Home | About | Sematext search-lucene.com search-hadoop.com
NEW: Monitor These Apps!
elasticsearch, apache solr, apache hbase, hadoop, redis, casssandra, amazon cloudwatch, mysql, memcached, apache kafka, apache zookeeper, apache storm, ubuntu, centOS, red hat, debian, puppet labs, java, senseiDB
 Search Hadoop and all its subprojects:

Switch to Threaded View
Flume >> mail # user >> Flume Ng replaying events when the source is idle


Copy link to this message
-
Flume Ng replaying events when the source is idle
Hi Guys,

I'm using Flume-Ng and it is working pretty well except for a weird
situation which I observed lately.
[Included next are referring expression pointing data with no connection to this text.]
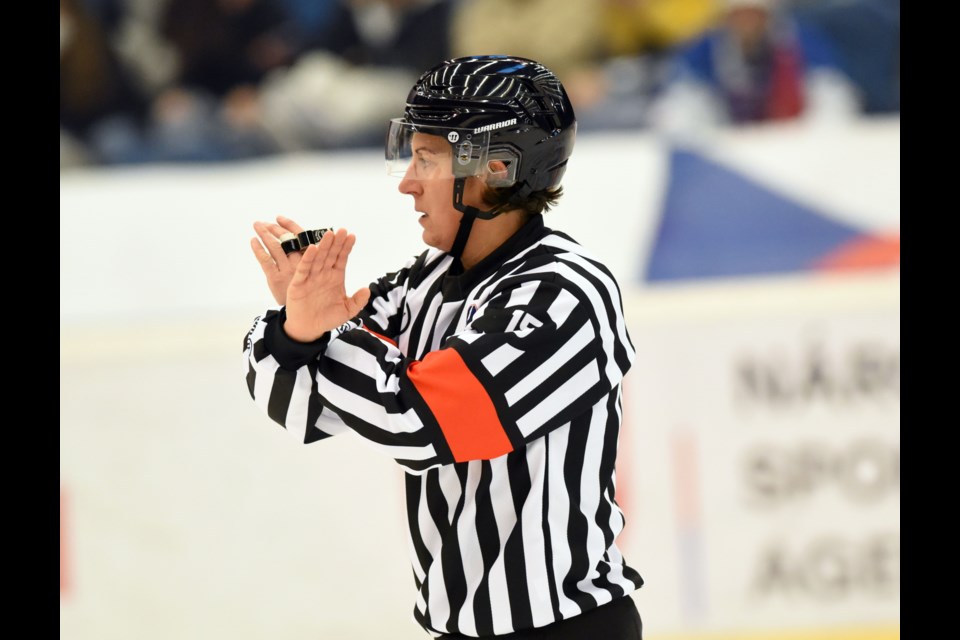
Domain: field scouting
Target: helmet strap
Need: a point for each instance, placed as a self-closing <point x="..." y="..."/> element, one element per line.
<point x="470" y="215"/>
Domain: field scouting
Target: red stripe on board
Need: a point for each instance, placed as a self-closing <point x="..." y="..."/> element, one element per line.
<point x="64" y="558"/>
<point x="461" y="405"/>
<point x="686" y="479"/>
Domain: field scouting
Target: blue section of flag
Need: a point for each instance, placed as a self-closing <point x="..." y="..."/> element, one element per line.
<point x="716" y="222"/>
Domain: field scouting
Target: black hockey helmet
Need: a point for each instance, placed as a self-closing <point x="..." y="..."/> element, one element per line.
<point x="491" y="107"/>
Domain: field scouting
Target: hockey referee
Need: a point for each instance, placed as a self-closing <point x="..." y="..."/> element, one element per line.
<point x="489" y="366"/>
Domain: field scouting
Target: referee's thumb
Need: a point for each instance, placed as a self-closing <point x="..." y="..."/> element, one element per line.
<point x="358" y="301"/>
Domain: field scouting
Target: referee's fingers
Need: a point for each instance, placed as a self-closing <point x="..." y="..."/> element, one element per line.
<point x="289" y="225"/>
<point x="266" y="262"/>
<point x="270" y="235"/>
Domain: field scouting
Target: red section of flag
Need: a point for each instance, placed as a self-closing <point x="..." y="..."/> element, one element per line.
<point x="865" y="252"/>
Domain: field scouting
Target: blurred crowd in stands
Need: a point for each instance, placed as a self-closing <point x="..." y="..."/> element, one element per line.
<point x="146" y="81"/>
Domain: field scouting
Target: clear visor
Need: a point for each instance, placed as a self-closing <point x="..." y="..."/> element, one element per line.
<point x="428" y="153"/>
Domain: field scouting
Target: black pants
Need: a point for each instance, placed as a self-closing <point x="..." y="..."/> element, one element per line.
<point x="618" y="620"/>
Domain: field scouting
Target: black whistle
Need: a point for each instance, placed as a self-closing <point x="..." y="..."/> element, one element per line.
<point x="303" y="240"/>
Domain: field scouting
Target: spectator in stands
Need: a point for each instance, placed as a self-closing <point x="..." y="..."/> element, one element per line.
<point x="97" y="91"/>
<point x="345" y="84"/>
<point x="758" y="64"/>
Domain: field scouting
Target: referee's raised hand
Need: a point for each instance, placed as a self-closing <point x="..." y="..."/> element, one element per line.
<point x="278" y="266"/>
<point x="317" y="299"/>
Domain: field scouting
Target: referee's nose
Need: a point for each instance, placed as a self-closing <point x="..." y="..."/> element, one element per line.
<point x="410" y="185"/>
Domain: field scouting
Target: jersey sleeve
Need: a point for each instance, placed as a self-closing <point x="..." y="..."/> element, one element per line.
<point x="540" y="350"/>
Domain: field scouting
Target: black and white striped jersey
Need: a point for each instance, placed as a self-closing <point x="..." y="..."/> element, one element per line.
<point x="498" y="390"/>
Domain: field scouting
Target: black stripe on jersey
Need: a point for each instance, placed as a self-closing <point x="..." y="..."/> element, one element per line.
<point x="251" y="379"/>
<point x="547" y="539"/>
<point x="431" y="298"/>
<point x="576" y="405"/>
<point x="260" y="350"/>
<point x="612" y="313"/>
<point x="513" y="554"/>
<point x="488" y="537"/>
<point x="577" y="526"/>
<point x="280" y="394"/>
<point x="452" y="560"/>
<point x="413" y="489"/>
<point x="314" y="409"/>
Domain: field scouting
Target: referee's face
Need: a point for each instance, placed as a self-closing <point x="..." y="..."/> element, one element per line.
<point x="429" y="179"/>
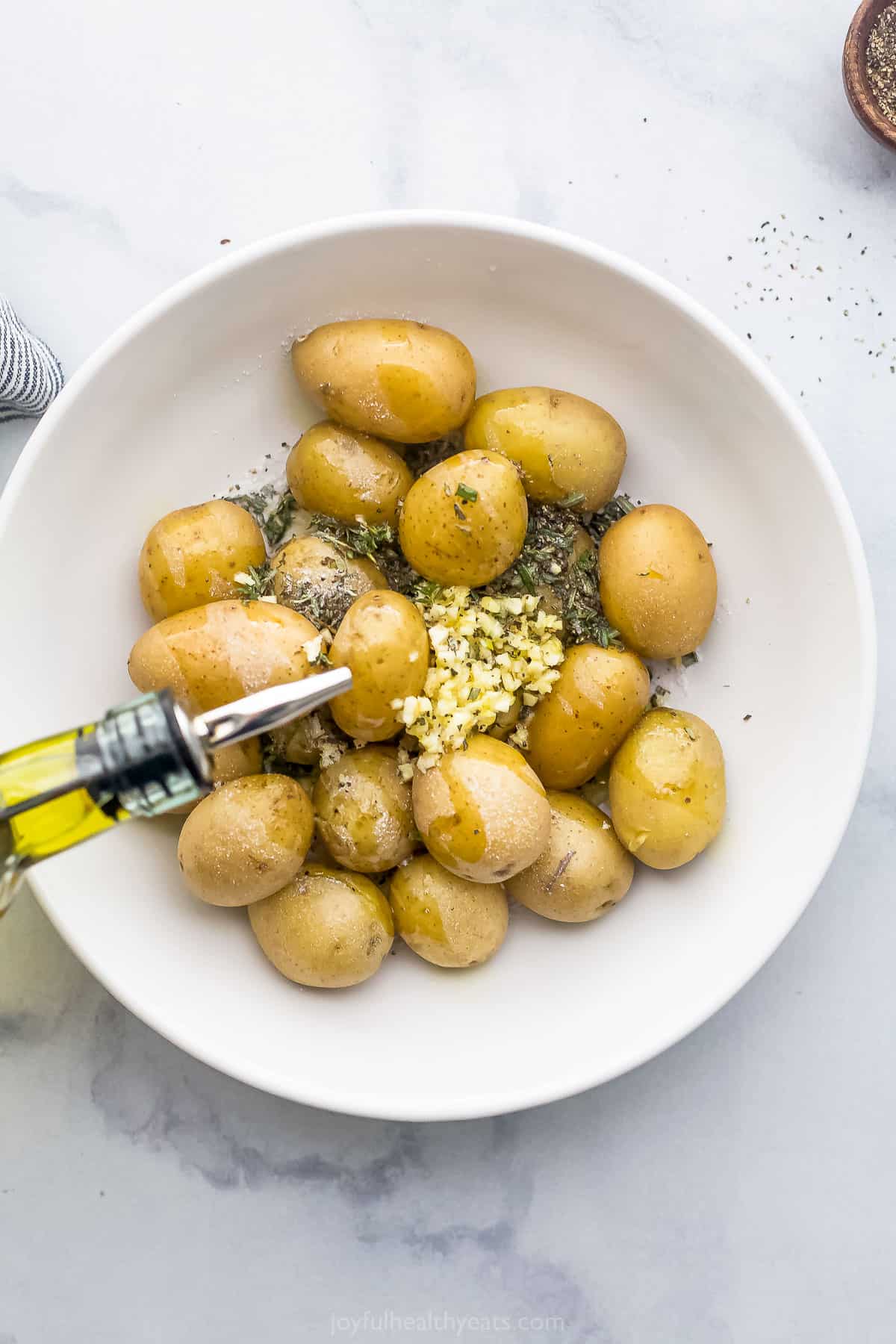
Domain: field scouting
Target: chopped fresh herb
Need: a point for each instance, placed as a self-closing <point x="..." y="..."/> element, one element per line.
<point x="526" y="576"/>
<point x="561" y="868"/>
<point x="550" y="559"/>
<point x="272" y="510"/>
<point x="603" y="519"/>
<point x="352" y="539"/>
<point x="255" y="582"/>
<point x="425" y="456"/>
<point x="368" y="541"/>
<point x="426" y="591"/>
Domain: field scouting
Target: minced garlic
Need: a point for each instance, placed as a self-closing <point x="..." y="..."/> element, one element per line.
<point x="482" y="655"/>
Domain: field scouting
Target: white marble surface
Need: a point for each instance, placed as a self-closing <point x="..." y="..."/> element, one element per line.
<point x="741" y="1189"/>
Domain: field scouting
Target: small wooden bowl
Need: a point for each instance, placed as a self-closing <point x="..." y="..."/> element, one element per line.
<point x="859" y="90"/>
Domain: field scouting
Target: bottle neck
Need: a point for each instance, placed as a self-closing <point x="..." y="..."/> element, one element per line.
<point x="140" y="761"/>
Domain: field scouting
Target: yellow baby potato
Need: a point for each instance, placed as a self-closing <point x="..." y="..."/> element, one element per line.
<point x="668" y="788"/>
<point x="364" y="813"/>
<point x="482" y="813"/>
<point x="246" y="840"/>
<point x="657" y="581"/>
<point x="347" y="475"/>
<point x="314" y="578"/>
<point x="582" y="873"/>
<point x="383" y="640"/>
<point x="465" y="519"/>
<point x="193" y="556"/>
<point x="220" y="652"/>
<point x="444" y="918"/>
<point x="326" y="927"/>
<point x="382" y="376"/>
<point x="563" y="444"/>
<point x="594" y="703"/>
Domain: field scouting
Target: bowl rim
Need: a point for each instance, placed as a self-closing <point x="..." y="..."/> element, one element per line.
<point x="539" y="1090"/>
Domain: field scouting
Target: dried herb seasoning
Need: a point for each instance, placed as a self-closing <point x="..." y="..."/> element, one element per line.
<point x="376" y="542"/>
<point x="568" y="581"/>
<point x="880" y="60"/>
<point x="273" y="510"/>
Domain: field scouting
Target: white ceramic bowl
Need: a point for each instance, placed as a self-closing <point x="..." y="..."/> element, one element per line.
<point x="199" y="385"/>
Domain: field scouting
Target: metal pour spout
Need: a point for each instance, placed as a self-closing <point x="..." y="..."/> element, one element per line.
<point x="267" y="710"/>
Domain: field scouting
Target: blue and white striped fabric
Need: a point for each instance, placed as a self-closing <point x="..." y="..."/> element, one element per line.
<point x="30" y="373"/>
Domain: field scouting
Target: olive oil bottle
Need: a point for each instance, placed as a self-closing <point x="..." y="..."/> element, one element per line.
<point x="140" y="759"/>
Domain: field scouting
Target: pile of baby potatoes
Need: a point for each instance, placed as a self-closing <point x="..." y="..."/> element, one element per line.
<point x="470" y="562"/>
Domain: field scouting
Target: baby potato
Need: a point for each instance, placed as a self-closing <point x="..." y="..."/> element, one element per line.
<point x="591" y="706"/>
<point x="582" y="873"/>
<point x="347" y="475"/>
<point x="444" y="918"/>
<point x="314" y="578"/>
<point x="364" y="813"/>
<point x="465" y="519"/>
<point x="193" y="556"/>
<point x="563" y="444"/>
<point x="381" y="376"/>
<point x="668" y="788"/>
<point x="383" y="640"/>
<point x="218" y="652"/>
<point x="657" y="581"/>
<point x="326" y="927"/>
<point x="246" y="840"/>
<point x="482" y="812"/>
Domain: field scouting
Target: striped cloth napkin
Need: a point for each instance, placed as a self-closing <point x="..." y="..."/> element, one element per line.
<point x="30" y="373"/>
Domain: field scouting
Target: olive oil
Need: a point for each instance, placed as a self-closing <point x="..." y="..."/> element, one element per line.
<point x="141" y="759"/>
<point x="63" y="789"/>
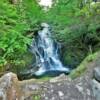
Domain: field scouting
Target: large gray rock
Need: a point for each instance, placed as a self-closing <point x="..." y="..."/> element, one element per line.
<point x="58" y="88"/>
<point x="12" y="89"/>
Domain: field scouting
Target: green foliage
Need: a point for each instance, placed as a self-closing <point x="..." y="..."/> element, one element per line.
<point x="84" y="65"/>
<point x="12" y="39"/>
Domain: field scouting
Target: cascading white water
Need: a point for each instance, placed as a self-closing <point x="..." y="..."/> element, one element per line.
<point x="46" y="51"/>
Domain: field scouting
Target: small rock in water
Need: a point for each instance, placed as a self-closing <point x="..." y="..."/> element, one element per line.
<point x="97" y="73"/>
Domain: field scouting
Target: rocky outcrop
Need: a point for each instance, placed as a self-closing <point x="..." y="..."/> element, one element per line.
<point x="12" y="89"/>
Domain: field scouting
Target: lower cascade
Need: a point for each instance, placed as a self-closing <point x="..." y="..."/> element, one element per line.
<point x="46" y="51"/>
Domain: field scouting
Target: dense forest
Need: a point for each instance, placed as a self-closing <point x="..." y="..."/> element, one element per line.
<point x="75" y="24"/>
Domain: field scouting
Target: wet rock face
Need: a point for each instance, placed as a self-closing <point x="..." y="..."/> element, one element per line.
<point x="12" y="89"/>
<point x="8" y="87"/>
<point x="58" y="88"/>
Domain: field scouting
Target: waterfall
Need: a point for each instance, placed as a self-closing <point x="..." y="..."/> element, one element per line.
<point x="47" y="55"/>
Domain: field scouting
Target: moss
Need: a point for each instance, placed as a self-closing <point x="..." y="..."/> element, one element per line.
<point x="37" y="97"/>
<point x="83" y="66"/>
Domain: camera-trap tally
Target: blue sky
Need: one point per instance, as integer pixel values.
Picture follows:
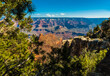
(71, 8)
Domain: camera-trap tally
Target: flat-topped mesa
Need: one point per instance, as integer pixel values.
(79, 43)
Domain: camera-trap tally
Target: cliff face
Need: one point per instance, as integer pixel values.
(79, 43)
(49, 41)
(64, 27)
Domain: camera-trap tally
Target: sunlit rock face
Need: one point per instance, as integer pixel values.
(64, 27)
(79, 43)
(49, 41)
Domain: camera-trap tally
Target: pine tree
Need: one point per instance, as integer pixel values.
(16, 58)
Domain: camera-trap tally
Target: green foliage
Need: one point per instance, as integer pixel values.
(14, 50)
(96, 33)
(60, 62)
(87, 61)
(16, 58)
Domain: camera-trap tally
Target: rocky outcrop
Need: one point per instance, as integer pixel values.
(49, 41)
(79, 43)
(64, 27)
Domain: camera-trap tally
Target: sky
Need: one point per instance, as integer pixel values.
(71, 8)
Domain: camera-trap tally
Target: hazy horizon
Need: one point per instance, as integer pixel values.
(71, 8)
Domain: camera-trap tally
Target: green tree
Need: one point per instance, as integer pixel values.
(61, 62)
(16, 58)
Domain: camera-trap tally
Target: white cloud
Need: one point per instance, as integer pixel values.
(62, 14)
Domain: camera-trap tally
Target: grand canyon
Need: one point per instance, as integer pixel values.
(65, 28)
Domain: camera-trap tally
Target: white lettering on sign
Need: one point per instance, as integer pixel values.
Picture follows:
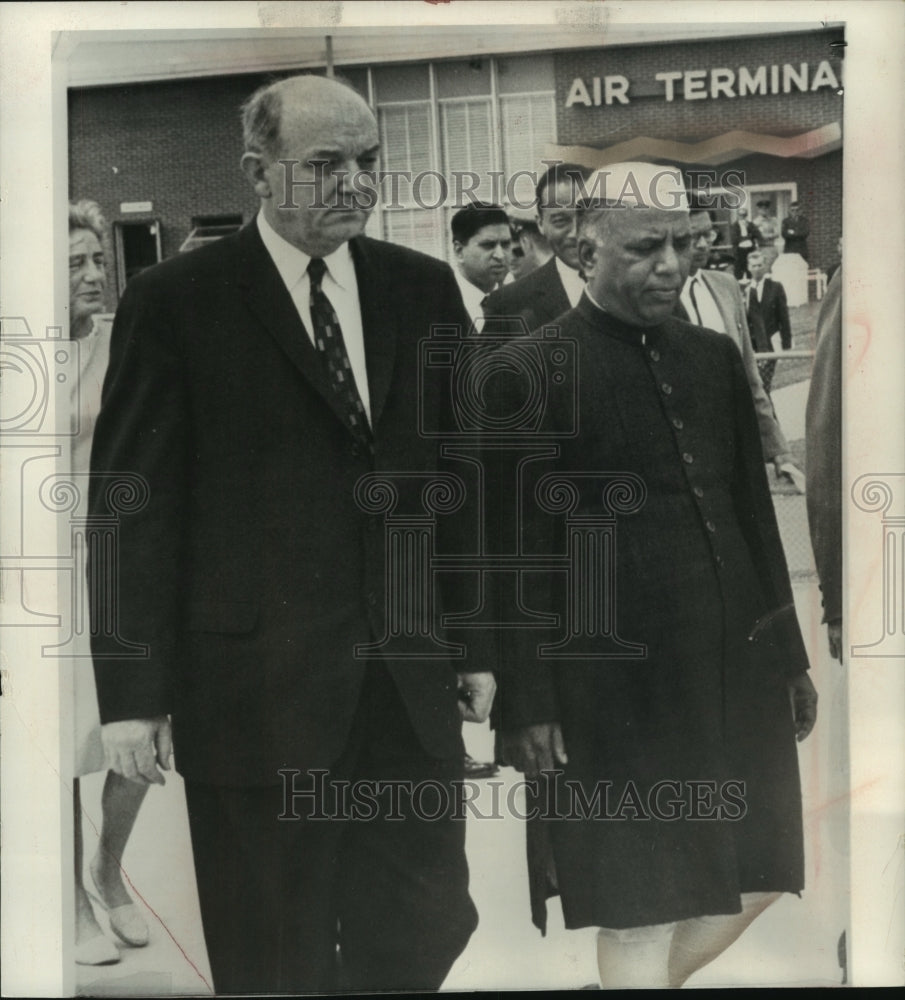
(703, 84)
(615, 88)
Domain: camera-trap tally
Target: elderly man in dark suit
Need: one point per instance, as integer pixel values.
(253, 383)
(671, 799)
(714, 300)
(539, 297)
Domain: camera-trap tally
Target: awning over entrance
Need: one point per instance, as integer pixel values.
(711, 152)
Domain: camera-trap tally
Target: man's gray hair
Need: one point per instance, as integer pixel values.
(87, 215)
(261, 115)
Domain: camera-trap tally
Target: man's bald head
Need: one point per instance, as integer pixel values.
(308, 97)
(311, 144)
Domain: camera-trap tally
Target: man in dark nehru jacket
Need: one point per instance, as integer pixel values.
(556, 286)
(673, 816)
(481, 244)
(253, 383)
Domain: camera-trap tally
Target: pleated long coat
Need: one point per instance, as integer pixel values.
(682, 787)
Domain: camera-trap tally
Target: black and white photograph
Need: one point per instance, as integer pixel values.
(453, 512)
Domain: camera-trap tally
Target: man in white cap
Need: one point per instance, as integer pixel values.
(669, 804)
(530, 248)
(713, 299)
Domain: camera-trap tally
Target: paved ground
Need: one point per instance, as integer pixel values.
(793, 943)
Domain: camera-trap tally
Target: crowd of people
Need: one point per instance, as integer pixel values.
(260, 387)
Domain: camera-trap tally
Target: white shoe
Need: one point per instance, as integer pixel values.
(97, 950)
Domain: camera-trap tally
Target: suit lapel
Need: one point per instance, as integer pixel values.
(379, 317)
(270, 301)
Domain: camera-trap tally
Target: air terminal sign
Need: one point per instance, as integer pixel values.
(706, 84)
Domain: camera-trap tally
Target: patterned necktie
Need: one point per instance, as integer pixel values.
(328, 339)
(694, 303)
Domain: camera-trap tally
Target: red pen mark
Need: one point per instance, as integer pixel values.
(157, 916)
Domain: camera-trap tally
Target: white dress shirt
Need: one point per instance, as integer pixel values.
(473, 298)
(339, 285)
(572, 281)
(707, 312)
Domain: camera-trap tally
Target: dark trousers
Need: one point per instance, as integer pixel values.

In essence I'm using an exec source for
doing  tail -F on a logfile and using two HDFS sinks with a File channel.

However I have observed that when the source [ logfile of a jetty based
collector] is idle - that is no new events are pushed to the logFile,
FlumeNg seems to replay the same set of events.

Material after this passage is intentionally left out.